On March, Forest of Illusion, a Twitter account designed for "Preserving Nintendo's History", posted a tweet about a SA-1 demonstration cartridge being available on eBay for acquiring. The cartridge was undumped at that time and shown two mysterious demos, which the first demo suggested a comparison between S-CPU (SNES CPU) and C-CPU (SA-1 CPU) and another demo that suggested a software SA-1 graphics rotation system.
My immediate reaction was this retweet w/ comment tweet, I was pretty sad that there was no dump available and no hopes of the cartridge getting acquired: after all, it was being sold by a pretty high amount (if I remember correctly, the initial price was around $4,200).

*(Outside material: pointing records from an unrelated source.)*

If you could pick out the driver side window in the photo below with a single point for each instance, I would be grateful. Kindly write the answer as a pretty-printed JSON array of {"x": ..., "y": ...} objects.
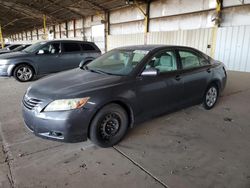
[
  {"x": 53, "y": 48},
  {"x": 163, "y": 62}
]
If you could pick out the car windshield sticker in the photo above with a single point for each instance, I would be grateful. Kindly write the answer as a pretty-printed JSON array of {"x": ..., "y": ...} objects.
[{"x": 145, "y": 52}]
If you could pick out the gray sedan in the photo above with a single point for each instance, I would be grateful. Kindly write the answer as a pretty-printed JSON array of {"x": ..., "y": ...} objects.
[{"x": 47, "y": 57}]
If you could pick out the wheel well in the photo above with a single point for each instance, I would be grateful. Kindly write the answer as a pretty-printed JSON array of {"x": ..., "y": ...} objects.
[
  {"x": 216, "y": 83},
  {"x": 123, "y": 105},
  {"x": 12, "y": 72}
]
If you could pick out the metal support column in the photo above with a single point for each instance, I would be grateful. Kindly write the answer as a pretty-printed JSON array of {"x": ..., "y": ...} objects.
[
  {"x": 74, "y": 27},
  {"x": 1, "y": 37},
  {"x": 217, "y": 20},
  {"x": 107, "y": 29},
  {"x": 66, "y": 29},
  {"x": 44, "y": 27}
]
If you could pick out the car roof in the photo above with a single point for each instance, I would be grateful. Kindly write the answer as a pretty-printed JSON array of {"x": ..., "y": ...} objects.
[
  {"x": 151, "y": 47},
  {"x": 58, "y": 40}
]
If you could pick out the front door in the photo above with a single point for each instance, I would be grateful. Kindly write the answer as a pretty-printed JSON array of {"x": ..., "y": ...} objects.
[
  {"x": 48, "y": 58},
  {"x": 195, "y": 75},
  {"x": 72, "y": 55},
  {"x": 160, "y": 93}
]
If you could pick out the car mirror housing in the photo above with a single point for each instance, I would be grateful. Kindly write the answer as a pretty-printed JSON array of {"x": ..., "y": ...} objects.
[
  {"x": 40, "y": 52},
  {"x": 84, "y": 62},
  {"x": 150, "y": 72}
]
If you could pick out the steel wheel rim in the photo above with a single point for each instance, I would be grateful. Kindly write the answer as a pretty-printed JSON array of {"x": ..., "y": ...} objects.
[
  {"x": 24, "y": 73},
  {"x": 109, "y": 126},
  {"x": 211, "y": 96}
]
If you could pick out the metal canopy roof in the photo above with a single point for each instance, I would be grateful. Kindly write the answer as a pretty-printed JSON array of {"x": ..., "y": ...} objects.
[{"x": 20, "y": 15}]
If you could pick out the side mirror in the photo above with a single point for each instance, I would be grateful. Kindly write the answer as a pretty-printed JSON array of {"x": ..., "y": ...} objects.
[
  {"x": 84, "y": 62},
  {"x": 40, "y": 52},
  {"x": 150, "y": 72}
]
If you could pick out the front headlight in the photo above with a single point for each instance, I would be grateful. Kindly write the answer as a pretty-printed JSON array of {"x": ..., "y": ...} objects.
[
  {"x": 3, "y": 61},
  {"x": 66, "y": 104}
]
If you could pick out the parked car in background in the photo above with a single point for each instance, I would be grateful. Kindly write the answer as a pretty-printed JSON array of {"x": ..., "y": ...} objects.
[
  {"x": 122, "y": 87},
  {"x": 17, "y": 49},
  {"x": 9, "y": 48},
  {"x": 47, "y": 57},
  {"x": 5, "y": 45},
  {"x": 20, "y": 48}
]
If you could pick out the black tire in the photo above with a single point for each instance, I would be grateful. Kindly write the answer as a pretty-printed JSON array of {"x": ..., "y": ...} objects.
[
  {"x": 111, "y": 119},
  {"x": 23, "y": 73},
  {"x": 210, "y": 97}
]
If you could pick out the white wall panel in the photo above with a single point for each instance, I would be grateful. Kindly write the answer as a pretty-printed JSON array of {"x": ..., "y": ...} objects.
[
  {"x": 115, "y": 41},
  {"x": 128, "y": 28},
  {"x": 233, "y": 47},
  {"x": 199, "y": 38}
]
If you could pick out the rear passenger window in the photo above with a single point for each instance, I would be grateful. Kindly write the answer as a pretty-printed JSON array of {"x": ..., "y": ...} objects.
[
  {"x": 191, "y": 60},
  {"x": 164, "y": 62},
  {"x": 87, "y": 47},
  {"x": 71, "y": 47}
]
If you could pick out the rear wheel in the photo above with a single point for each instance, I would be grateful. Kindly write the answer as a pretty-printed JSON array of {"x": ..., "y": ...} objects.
[
  {"x": 23, "y": 73},
  {"x": 211, "y": 97},
  {"x": 109, "y": 126}
]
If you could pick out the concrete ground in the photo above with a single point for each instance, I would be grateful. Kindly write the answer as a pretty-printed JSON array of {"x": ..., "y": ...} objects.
[{"x": 186, "y": 149}]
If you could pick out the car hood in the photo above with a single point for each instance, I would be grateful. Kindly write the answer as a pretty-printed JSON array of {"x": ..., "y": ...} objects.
[
  {"x": 71, "y": 84},
  {"x": 13, "y": 55}
]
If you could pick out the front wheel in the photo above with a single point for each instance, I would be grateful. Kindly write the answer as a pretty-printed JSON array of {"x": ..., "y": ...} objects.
[
  {"x": 23, "y": 73},
  {"x": 109, "y": 126},
  {"x": 211, "y": 97}
]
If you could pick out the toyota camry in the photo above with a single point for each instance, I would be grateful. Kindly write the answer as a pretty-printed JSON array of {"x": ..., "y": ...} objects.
[{"x": 101, "y": 99}]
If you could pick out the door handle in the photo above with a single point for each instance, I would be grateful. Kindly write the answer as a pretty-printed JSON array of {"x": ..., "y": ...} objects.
[{"x": 178, "y": 77}]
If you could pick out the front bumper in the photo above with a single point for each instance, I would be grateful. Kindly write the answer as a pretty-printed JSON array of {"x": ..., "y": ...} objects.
[
  {"x": 66, "y": 126},
  {"x": 6, "y": 70}
]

However.... I got the great news that one of my Patrons (which preferred to stay anonymous) acquired the cartridge and he sent it to Bob (from RetroRGB) to dump it and send a copy of the ROM for me. When I initially saw the DM Bob sent it to me... I couldn't believe it. The demo that I was looking for pretty much over 7 years, since the day I heard about its existence on SNES Central... And now it was finally dumped and I could analyze & play it! It's certainly one of most grateful surprises I ever got!
You can download the ROMs here. There is two ROMs available, 1) the untouched and original dump and 2) with added SA-1 header that makes it bootable on SNES emulators. For majority of the cases you will want the 2nd ROM.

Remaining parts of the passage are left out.